(Description nicked from B&N.com.)
“In an age of Zeppelins and gyroplanes, atomics and horseless carriages, the Transatlantic Span is the industrial marvel of the nineteenth century. A monumental feat of engineering, the steel suspension bridge stretches across the Atlantic from Liverpool to the distant harbor of New York City, supported by no less than seven hundred towers. But in the shadows of its massive struts, on the docks of the River Mersey, lies a faceless corpse…
Inspector Matthew Langton is still seized with grief when he thinks of Sarah, his late wife. Tortured by nightmares and afflicted by breathless attacks of despair and terror, he forces himself to focus on the investigation of the faceless man. The victim wears the uniform of the Transatlantic Span Company but bears the tattoos of the Boers—could there be a Boer conspiracy to assassinate Queen Victoria on the upcoming Inauguration Day of the Span?
But the truth, as it begins to emerge, is far more bizarre than a political coup. As additional victims turn up—each with strange, twin burn marks on their necks—Langton draws a connection between the dead man beneath the bridge and chilling rumors of the Jar Bars, soul snatchers who come under cover of night. Most frightening of all is the mythic and elusive Doktor Glass, who may not only be behind the illicit trade in souls…but who may hold the key to what happened to the inspector’s own beloved wife on her deathbed…”
Doktor Glass is an unusual but very successful foray into Victorian steampunk. I liked that while the steampunk elements are integral to the story, they don’t overwhelm the narrative and turn into the “cool machinery for its own sake” trope. The author uses two major constructions to anchor his tale: the Span, which runs from Liverpool to New York City, and the mysterious contraption used by the Jar Boys to capture and imprison souls as they depart the body. Both are very much the product of the Industrial Revolution as it stood at the end of the nineteenth century, reflecting the grandiose idea that there was nothing Man couldn’t build or conquer.
The hubris that was inherent in this time period factors into the motivations of the enigmatic Doktor Glass. And in the end, readers will have to decide if Glass’s ultimate goal is evil or perhaps indicative of a twisted kind of logic. I even wonder if this alternate England and its Span are standing in for our own historical disaster involving the Titanic, the supposedly “unsinkable” ship. You’ll have to decide for yourself whether the ends justify the means, and even if the end is something Man should strive for.

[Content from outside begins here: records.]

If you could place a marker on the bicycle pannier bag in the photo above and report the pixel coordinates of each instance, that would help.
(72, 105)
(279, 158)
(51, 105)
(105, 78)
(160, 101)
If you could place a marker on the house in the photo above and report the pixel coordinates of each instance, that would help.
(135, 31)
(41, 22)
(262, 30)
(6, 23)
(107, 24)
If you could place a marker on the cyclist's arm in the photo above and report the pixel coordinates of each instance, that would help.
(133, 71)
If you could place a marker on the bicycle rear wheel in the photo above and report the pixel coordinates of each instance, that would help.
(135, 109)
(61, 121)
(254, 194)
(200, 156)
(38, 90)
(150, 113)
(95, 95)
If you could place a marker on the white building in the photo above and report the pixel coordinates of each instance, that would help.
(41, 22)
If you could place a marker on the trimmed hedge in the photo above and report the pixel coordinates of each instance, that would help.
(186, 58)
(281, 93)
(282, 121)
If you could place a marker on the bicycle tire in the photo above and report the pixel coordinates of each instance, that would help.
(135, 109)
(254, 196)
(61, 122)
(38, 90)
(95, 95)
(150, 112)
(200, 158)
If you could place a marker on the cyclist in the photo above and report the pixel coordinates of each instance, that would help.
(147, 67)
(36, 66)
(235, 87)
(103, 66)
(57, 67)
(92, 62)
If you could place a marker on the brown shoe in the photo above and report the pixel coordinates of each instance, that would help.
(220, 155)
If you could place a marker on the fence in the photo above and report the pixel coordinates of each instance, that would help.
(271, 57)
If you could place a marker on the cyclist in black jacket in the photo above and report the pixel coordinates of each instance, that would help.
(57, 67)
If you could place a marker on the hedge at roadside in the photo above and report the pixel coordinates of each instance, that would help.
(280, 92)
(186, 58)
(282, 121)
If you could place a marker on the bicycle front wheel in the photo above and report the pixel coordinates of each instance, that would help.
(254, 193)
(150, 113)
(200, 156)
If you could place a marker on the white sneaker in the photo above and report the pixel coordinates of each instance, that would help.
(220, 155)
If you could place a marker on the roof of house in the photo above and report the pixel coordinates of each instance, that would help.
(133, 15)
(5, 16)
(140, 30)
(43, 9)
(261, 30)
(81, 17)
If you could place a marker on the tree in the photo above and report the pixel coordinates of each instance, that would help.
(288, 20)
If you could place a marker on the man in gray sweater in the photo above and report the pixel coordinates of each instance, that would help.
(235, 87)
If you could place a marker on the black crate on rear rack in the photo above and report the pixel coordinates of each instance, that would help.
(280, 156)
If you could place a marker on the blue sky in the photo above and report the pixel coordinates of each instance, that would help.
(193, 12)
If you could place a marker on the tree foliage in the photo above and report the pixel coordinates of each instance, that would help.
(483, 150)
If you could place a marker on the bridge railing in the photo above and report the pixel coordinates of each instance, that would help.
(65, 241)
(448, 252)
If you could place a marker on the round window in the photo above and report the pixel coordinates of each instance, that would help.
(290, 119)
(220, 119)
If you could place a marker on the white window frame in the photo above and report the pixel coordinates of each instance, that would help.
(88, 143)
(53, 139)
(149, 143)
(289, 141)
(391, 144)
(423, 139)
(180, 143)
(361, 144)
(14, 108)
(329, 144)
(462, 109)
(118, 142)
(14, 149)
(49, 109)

I appreciated the fact that this isn’t a love story—or at least, not in the way that so many novels use nowadays. Langton is a widower, having lost his wife only three months prior to the start of the story. He doesn’t get entangled in any other romances during the tale, merely feeling admiration for a nurse that works in the local hospital. Langton’s love for his deceased wife threads through much of the novel and gives it a bittersweet flavor.
Brennan’s worldbuilding is solid, taking readers from hospitals to government offices, from slums to tunnels to upper class houses. It’s quite a complete portrait of Victorian England, made all the more interesting for the fact that it’s not set in London as so many others have done. It’s also a great look at police procedural work during this time period, painting a realistic portrait of the limitations to solving crimes. Langton is a likeable character, always in the forefront of a chase or mission, and his grief over his wife makes him even more sympathetic. You’re pulling for him to solve the mystery so that he finds some peace regarding her death.
Doktor Glass is an engaging start to what I hope will be a continuing story. Brennan’s writing will transport you to the dirty, crowded streets of Liverpool on an adventure in both this life and the next one. This novel would be a great crossover to get mystery readers into fantasy.
This review appeared on Owlcat Mountain on February 1, 2013.